Les sujets utilisaient également le cannabis comme moyen de renforcer les performances académiques. Cette motivation entre en résonance avec certaines caractéristiques propres à la société nigériane, telles que le taux important de chômage des jeunes, et la défense de l’égo masculin.
L’importance des accomplissements individuels et de la pression à satisfaire les parents et de potentiels employeurs, propres à la culture nigériane, font partie des incitations à utiliser le cannabis comme moyen de booster sa confiance en soi et ses performances aux examens. Certains participants à l’étude ont ainsi reconnu fumer de grandes quantités de cannabis dans ce but précis :
Le jour de ma soutenance, j'étais particulièrement défoncé, et mes yeux étaient rouges... Je suis arrivé dans le hall, ils m'ont posé des questions, auxquelles j'ai répondu. Quand j'ignorais une des réponses, je leur demandais de répondre eux. Quand tout le monde montrait de l'impatience vis-à-vis de mes questions, je faisais une blague.

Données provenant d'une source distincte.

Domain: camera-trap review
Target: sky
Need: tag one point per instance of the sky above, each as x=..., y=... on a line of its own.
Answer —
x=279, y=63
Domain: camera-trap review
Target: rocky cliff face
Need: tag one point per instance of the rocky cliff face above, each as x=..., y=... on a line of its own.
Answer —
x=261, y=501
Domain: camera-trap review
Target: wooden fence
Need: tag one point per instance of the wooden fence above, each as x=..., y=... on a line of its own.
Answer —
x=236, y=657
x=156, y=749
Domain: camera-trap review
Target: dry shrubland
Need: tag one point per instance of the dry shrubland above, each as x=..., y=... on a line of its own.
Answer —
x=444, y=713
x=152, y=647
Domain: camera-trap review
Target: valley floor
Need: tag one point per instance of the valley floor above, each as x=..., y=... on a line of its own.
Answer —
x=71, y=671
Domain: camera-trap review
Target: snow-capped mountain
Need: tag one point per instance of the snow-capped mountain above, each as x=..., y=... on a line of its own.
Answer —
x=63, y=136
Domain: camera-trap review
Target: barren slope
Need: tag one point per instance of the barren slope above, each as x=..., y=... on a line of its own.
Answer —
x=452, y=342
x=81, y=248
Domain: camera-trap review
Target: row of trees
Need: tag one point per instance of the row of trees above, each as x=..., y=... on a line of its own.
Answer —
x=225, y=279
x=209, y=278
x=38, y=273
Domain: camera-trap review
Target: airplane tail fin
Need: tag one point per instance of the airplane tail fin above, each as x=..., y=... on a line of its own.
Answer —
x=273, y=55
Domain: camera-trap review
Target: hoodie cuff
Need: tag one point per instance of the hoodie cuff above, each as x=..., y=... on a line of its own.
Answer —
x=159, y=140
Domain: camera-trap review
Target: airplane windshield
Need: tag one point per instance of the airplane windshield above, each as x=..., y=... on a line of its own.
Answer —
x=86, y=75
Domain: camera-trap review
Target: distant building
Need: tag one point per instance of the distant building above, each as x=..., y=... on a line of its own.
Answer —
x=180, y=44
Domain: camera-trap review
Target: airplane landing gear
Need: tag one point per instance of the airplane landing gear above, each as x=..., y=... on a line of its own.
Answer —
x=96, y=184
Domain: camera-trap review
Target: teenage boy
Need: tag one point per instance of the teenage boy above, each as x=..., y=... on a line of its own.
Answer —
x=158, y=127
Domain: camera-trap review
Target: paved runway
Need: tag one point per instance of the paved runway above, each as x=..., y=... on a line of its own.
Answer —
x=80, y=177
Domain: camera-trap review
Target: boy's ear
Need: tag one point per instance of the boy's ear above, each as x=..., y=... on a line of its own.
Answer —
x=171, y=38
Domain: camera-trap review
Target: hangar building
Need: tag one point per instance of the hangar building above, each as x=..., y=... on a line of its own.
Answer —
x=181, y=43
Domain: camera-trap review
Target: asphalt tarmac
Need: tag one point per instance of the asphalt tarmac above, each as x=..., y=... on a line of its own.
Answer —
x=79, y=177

C'est la confiance en soi qui vous rend polyvalent.
Un autre usager du cannabis mettait pour sa part en avant l'influence positive de la plante sur ses examens écrits, facilités par une concentration et une mémoire accrues :
Quand j'ai fini de réviser pour un exam, et que je fume avant de rentrer dans l'amphi, j'écris comme jamais je n'ai écrit auparavant. En particulier pour les cours théoriques, pas les cours de maths. Un jour j'avais un examen pour un cours de « rapport d'écriture », où je devais détailler deux façons d'inclure des références. J'ai écrit sans m'arrêter, les idées me venant au fil de la plume. Je pense que ça fonctionne pour les exams à condition d'avoir étudier au préalable.
Les mesures à prendre
Les politiques et le cadre juridique autour du cannabis au Nigeria criminalisent la consommation du cannabis. Cette approche empêche pourtant la réduction efficace des risques, les personnes souhaitant arrêter leur consommation ou suivre un traitement craignant de se voir arrêter ou emprisonner.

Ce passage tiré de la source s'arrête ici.